There are many ways that people participate online. Some are more active – like content creators (there can be a real opportunity for your organization to effectively engage with this group), some comment or participate, and some just consume.
Not every organization has a stakeholder group that falls into a nice, neat demographic range. (In fact, with a few exceptions, I can say that for the most part, AHA clients have external communities that are incredibly diverse.) It’s important to have an overall communications strategy, and it’s equally important when you are working out the tactics and tools that you look at the groups and subgroups within your stakeholder group. Facebook contests may work to move some of your community to participate, but others may just be following along and not participating at all.
If a campaign that you recently ran didn’t hit the participation numbers you were expecting, it may be because some of your stakeholders are not participants.
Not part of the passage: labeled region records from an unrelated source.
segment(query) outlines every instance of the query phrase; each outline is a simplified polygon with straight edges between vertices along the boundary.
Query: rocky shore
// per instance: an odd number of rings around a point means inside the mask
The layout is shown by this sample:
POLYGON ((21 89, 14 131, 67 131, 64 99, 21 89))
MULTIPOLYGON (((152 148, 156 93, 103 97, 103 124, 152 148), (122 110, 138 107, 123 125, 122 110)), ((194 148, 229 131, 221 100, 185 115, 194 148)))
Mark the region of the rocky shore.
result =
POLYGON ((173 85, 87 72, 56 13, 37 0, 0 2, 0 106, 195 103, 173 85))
Defining what segments of your stakeholder group are likely to participate fully, to comment or respond, or whether they may be following along – even sharing information and telling people about the campaign, contest or event – without “joining in” before you launch is important for measurement. Asking yourself what segment of your stakeholder group you want to connect with and can realistically expect to connect with – and how that will happen – is an important component of the planning process.